An array reader is also composed of two parts: an offset reader and an
element reader. The array reader introduces a new index level. The child level
provides the index into the data vector. Because of this, the element reader
is just a generated scalar reader. To make it an element reader, we pass in
the child index for the array.

Again, because of the generic structure of the readers, the same array
implementation works for repeated scalars, lists, repeated maps and repeated lists.

The application reads from an array by treating the array as an iterator.
This ensures that the same mechanism works whether the array has a single
value (a scalar array) or multiple values (such as a repeated map, or a
repeated map that contains other repeated maps.) Methods exist to reset
the index, or move the index to a specific location.

## Tuple Reader

The tuple reader holds onto a collection of object readers indexed by both
position and name. Applications can use either, or switch back and forth.
(Test code often does this.) The tuple reader represents both the row and
any maps within the row. (The row reader often has few extra methods, such
as those to advance the read position to the next row.)

## Null State

Detecting null values turns out to be complex in the general case. For a
simple nullable column, we need only check the associated "bits" (is-set)
vector. But, unions introduce another layer of complexity. A union can hold
vectors of multiple types, each of which must be nullable. The union itself
can be null. So, if we have a union of an `INT` and a `VARCHAR`, the `INT`
is null in any of the following three cases:

* The union itself is null
* The union value is a type other than `INT`
* The type is `INT` but the nullable `INT` is null

The `LIST` vector adds yet another complexity. A list can be a repeated union,
but has a null flag for each array. Thus, now a scalar can be null for any
of the three reasons above, plus:

* The list entry is null

Clearly, writing if-statements to handle all this complexity would be a
nightmare. Instead, the reader uses a "null state" object. Implementations
exist for all three cases: simple nullable, union and list. The nullable
reader simply asks the null state object if the value is null; the
implementation of the null state object worries about the messy details.

## Example Usage

The reader mechanism is meant to be used directly by the application,
so let's look at an example. The example uses this schema:

```
a: Varchar
b: Repeated Int
c: map
  c1: Int
  c2: Varchar
```

We'll use the reader to print the value of each row. Let's assume we
have a `print()` method available to us.

The key steps:

* Get a reader somehow.
* Iterate over the rows.
* For each, call a method to print the row
* Print column `a`
* Iterate over the values in `b` and print them
* Recursively call this method to visit the columns in map `c`.

Here is the code:

```
    RowSetReader reader = ...

    while (reader.next()) {
      print(reader.scalar("a").getString());
      ArrayReader bReader = reader.array("b");
      while (bReader.next()) {
        print(bReader.scalar().getInt());
      }
      TupleReader cReader = reader.tuple("c");
      print(cReader.scalar("c1").getInt());
      print(cReader.scalar("c2").getString());
      endRow();
    }
```

## Futures

The reader code is complete and tested for all types of Drill vectors
(including the obscure `List` and `Union` vectors.) Extensive unit tests
show that the code works for direct, indirect (SV2) and hyper (SV4) cases.

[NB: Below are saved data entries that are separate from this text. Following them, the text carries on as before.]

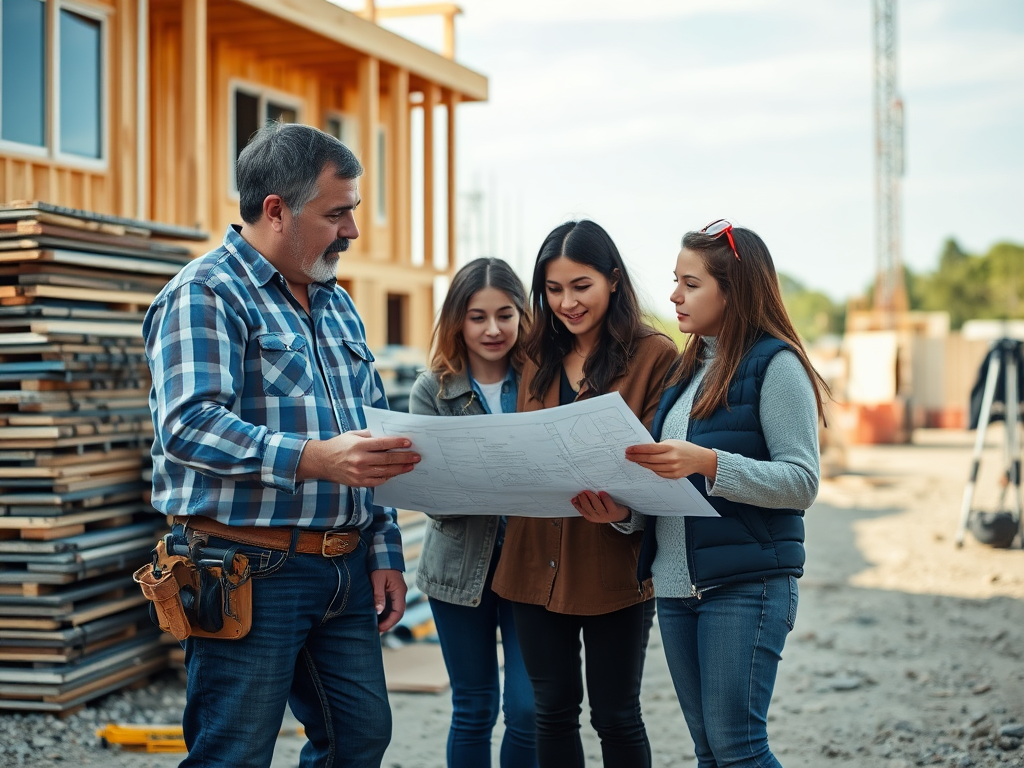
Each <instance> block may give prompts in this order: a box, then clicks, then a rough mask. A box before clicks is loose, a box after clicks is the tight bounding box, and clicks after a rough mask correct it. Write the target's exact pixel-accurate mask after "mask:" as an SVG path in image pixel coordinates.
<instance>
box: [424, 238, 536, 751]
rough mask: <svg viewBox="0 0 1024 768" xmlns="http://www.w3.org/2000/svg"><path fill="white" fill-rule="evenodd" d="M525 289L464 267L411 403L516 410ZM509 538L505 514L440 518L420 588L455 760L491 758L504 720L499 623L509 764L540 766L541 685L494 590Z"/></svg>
mask: <svg viewBox="0 0 1024 768" xmlns="http://www.w3.org/2000/svg"><path fill="white" fill-rule="evenodd" d="M525 303H526V291H525V289H524V288H523V286H522V283H521V282H520V281H519V279H518V278H517V276H516V274H515V272H513V271H512V268H511V267H510V266H509V265H508V264H506V263H505V262H504V261H502V260H501V259H488V258H481V259H476V260H475V261H471V262H470V263H468V264H466V266H464V267H463V268H462V269H460V270H459V271H458V272H457V273H456V275H455V278H454V279H453V281H452V287H451V289H450V290H449V293H447V296H446V297H445V299H444V304H443V306H442V307H441V313H440V317H439V318H438V322H437V327H436V328H435V329H434V338H433V358H432V360H431V364H430V370H429V371H427V372H425V373H424V374H422V375H421V376H420V378H419V379H417V381H416V384H415V385H414V386H413V392H412V397H411V400H410V411H411V412H412V413H414V414H428V415H434V416H469V415H474V414H501V413H514V412H515V406H516V397H517V394H518V389H519V373H520V371H521V370H522V352H521V349H520V345H519V337H520V335H521V334H522V332H523V331H524V330H525V327H526V325H527V316H526V312H525ZM504 538H505V518H504V517H500V516H497V515H468V516H451V517H436V518H434V519H432V520H431V521H430V525H429V527H428V528H427V535H426V538H425V540H424V543H423V553H422V555H421V556H420V566H419V569H418V571H417V577H416V583H417V586H418V587H419V588H420V589H421V590H422V591H423V592H424V593H425V594H426V595H427V596H428V597H429V599H430V608H431V610H432V611H433V614H434V623H435V625H436V627H437V636H438V638H439V639H440V643H441V652H442V653H443V655H444V666H445V667H446V668H447V672H449V678H450V679H451V681H452V709H453V712H452V727H451V729H450V731H449V740H447V765H449V768H486V766H489V765H490V735H492V731H493V729H494V726H495V723H496V722H497V720H498V712H499V708H500V706H501V703H502V701H501V685H500V681H499V677H498V642H497V631H498V630H499V629H500V630H501V634H502V649H503V651H504V656H505V700H504V707H502V708H501V709H503V710H504V713H505V737H504V739H503V741H502V750H501V768H536V766H537V752H536V745H535V727H534V691H532V688H531V687H530V683H529V678H528V677H527V676H526V671H525V669H524V667H523V664H522V656H521V655H520V653H519V644H518V641H517V640H516V634H515V624H514V623H513V620H512V609H511V605H510V603H509V602H508V601H507V600H505V599H503V598H501V597H499V596H498V595H496V594H495V593H494V592H492V591H490V582H492V579H493V578H494V572H495V567H496V566H497V564H498V558H499V555H500V554H501V549H502V543H503V541H504Z"/></svg>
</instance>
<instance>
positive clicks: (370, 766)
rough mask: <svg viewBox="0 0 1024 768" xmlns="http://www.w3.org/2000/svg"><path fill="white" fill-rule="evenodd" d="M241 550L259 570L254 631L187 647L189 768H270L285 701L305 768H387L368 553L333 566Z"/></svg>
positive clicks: (251, 548)
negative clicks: (200, 766)
mask: <svg viewBox="0 0 1024 768" xmlns="http://www.w3.org/2000/svg"><path fill="white" fill-rule="evenodd" d="M210 543H211V544H213V545H214V546H232V543H231V542H225V541H224V540H222V539H215V538H212V537H211V539H210ZM239 549H240V550H241V551H242V552H244V553H245V554H246V555H248V557H249V562H250V565H251V567H252V574H253V623H252V630H251V631H250V632H249V634H248V635H246V636H245V637H244V638H242V639H241V640H210V639H203V638H188V639H187V640H186V641H185V643H184V646H185V669H186V671H187V673H188V687H187V698H186V703H185V712H184V718H183V721H182V726H183V730H184V739H185V744H186V745H187V746H188V757H186V758H185V759H184V760H183V761H182V762H181V764H180V768H194V767H198V766H203V768H213V767H215V766H216V767H217V768H220V767H221V766H222V767H223V768H266V766H269V765H270V760H271V758H272V757H273V749H274V743H275V742H276V739H278V733H279V732H280V730H281V723H282V720H283V718H284V715H285V703H286V701H287V702H288V703H289V705H290V706H291V708H292V712H293V713H294V714H295V717H297V718H298V719H299V721H300V722H301V723H302V724H303V726H305V731H306V738H307V739H308V743H306V744H305V746H303V749H302V754H301V756H300V765H301V766H303V767H304V768H312V766H316V768H327V767H328V766H331V767H332V768H341V767H342V766H344V767H345V768H379V766H380V764H381V760H382V759H383V757H384V750H385V749H387V745H388V742H389V741H390V740H391V710H390V707H389V705H388V700H387V689H386V688H385V686H384V664H383V660H382V657H381V644H380V636H379V634H378V632H377V613H376V611H375V609H374V600H373V589H372V587H371V585H370V577H369V573H368V571H367V545H366V543H365V542H360V543H359V545H358V547H357V548H356V550H355V551H354V552H352V553H350V554H348V555H341V556H339V557H334V558H327V557H322V556H321V555H306V554H289V553H287V552H280V551H276V550H267V549H259V548H256V547H247V546H240V547H239Z"/></svg>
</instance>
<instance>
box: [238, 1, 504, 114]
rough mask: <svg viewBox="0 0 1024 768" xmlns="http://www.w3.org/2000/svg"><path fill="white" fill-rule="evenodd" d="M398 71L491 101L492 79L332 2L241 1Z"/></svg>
mask: <svg viewBox="0 0 1024 768" xmlns="http://www.w3.org/2000/svg"><path fill="white" fill-rule="evenodd" d="M237 2H241V3H244V4H246V5H249V6H251V7H253V8H257V9H258V10H261V11H262V12H264V13H266V14H267V15H271V16H275V17H278V18H281V19H282V20H283V22H287V23H288V24H293V25H295V26H297V27H301V28H303V29H306V30H308V31H310V32H312V33H314V34H316V35H319V36H321V37H324V38H327V39H329V40H334V41H335V42H338V43H340V44H342V45H344V46H346V47H348V48H351V49H353V50H356V51H359V52H361V53H365V54H367V55H368V56H373V57H375V58H378V59H380V60H381V61H384V62H387V63H389V65H392V66H394V67H400V68H402V69H406V70H409V71H410V73H411V74H414V75H419V76H420V77H423V78H425V79H427V80H429V81H431V82H432V83H436V84H437V85H439V86H441V87H442V88H449V89H451V90H453V91H455V92H457V93H459V94H460V95H461V96H462V98H463V100H467V101H483V100H486V98H487V79H486V78H485V77H484V76H483V75H481V74H480V73H478V72H474V71H473V70H470V69H468V68H466V67H463V66H462V65H460V63H456V62H455V61H453V60H451V59H447V58H445V57H444V56H442V55H440V54H439V53H435V52H433V51H431V50H428V49H427V48H424V47H422V46H421V45H418V44H417V43H414V42H413V41H411V40H407V39H406V38H403V37H401V36H400V35H396V34H395V33H393V32H390V31H388V30H385V29H383V28H382V27H378V26H377V25H376V24H374V23H373V22H369V20H367V19H365V18H360V17H359V16H357V15H355V14H354V13H352V12H351V11H348V10H345V9H344V8H341V7H339V6H337V5H334V4H333V3H331V2H328V0H237Z"/></svg>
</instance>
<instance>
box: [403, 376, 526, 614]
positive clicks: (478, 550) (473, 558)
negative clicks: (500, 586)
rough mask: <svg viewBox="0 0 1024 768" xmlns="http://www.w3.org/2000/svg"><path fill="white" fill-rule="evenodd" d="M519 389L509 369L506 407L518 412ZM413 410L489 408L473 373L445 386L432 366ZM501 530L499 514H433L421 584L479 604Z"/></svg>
mask: <svg viewBox="0 0 1024 768" xmlns="http://www.w3.org/2000/svg"><path fill="white" fill-rule="evenodd" d="M518 388H519V377H518V375H517V374H514V373H512V372H511V370H510V375H509V377H508V378H507V379H506V380H505V383H504V385H503V386H502V406H503V408H508V409H509V411H514V407H511V408H510V404H511V403H515V401H516V397H517V395H518ZM506 403H509V404H506ZM409 410H410V412H411V413H414V414H426V415H432V416H474V415H479V414H485V413H487V411H486V406H485V404H484V402H483V400H482V398H481V397H480V395H479V394H478V393H477V391H476V390H475V388H474V387H473V381H472V379H471V378H470V376H469V373H468V372H466V373H463V374H461V375H460V376H456V377H453V378H451V379H450V380H449V381H447V382H446V383H445V386H444V388H443V390H441V387H440V384H439V382H438V381H437V376H436V375H435V374H433V373H431V372H429V371H427V372H425V373H423V374H420V378H419V379H417V380H416V383H415V384H414V385H413V392H412V395H411V397H410V403H409ZM500 530H501V517H500V516H498V515H451V516H449V515H445V516H442V517H434V518H433V519H432V520H431V521H430V523H429V525H428V526H427V532H426V536H425V538H424V540H423V551H422V553H421V554H420V565H419V567H418V569H417V573H416V585H417V586H418V587H419V588H420V589H421V590H422V591H423V593H424V594H426V595H428V596H430V597H432V598H434V599H436V600H443V601H444V602H449V603H455V604H456V605H468V606H476V605H479V604H480V600H481V598H482V596H483V585H484V582H485V581H486V579H487V572H488V570H489V567H490V558H492V557H493V556H494V555H495V550H496V547H495V544H496V542H497V540H498V536H499V531H500Z"/></svg>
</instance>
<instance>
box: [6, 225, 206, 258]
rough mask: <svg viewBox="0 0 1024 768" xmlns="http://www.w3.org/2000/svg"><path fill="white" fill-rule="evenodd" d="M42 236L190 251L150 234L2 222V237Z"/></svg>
mask: <svg viewBox="0 0 1024 768" xmlns="http://www.w3.org/2000/svg"><path fill="white" fill-rule="evenodd" d="M40 236H41V237H48V238H67V239H69V240H75V241H78V242H80V243H98V244H99V245H113V246H118V247H126V248H127V247H131V248H141V249H147V248H151V247H152V248H154V250H160V249H163V248H173V249H174V250H175V251H177V252H178V253H190V251H188V249H187V248H181V247H175V246H166V245H164V244H155V243H153V241H151V240H150V239H148V236H146V237H141V238H140V237H137V236H128V234H110V233H109V232H103V231H85V230H82V229H75V228H73V227H67V226H57V225H55V224H42V223H39V222H37V221H32V220H23V221H16V222H6V223H0V239H6V238H18V237H23V238H34V237H40Z"/></svg>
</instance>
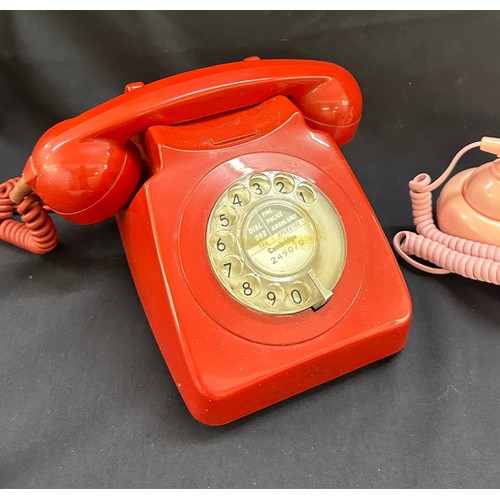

The two key future extensions are possible.

First, as described earlier, provide a more efficient way to retrieve values
for interval and decimal types. (The current implementation uses objects,
hich is fine for testing, but slow in production.)

Second, provide a multi-batch (not hyper-batch) reader. That is, a reader
that accepts a sequence of batches, such as would be needed in, say, the
filter or project operators. The batches are sequential over time. If the
schema is identical, then the only task is to reset the indexes to 0 and
set the new row count. If the schema changes (which we probably should not
support), rebuild the readers to match the new schema.

The multi-batch reader (call it a "result set reader") is the read dual
of the "result set loader" for writing. This parallels the single-batch
reader and writer in the row set package.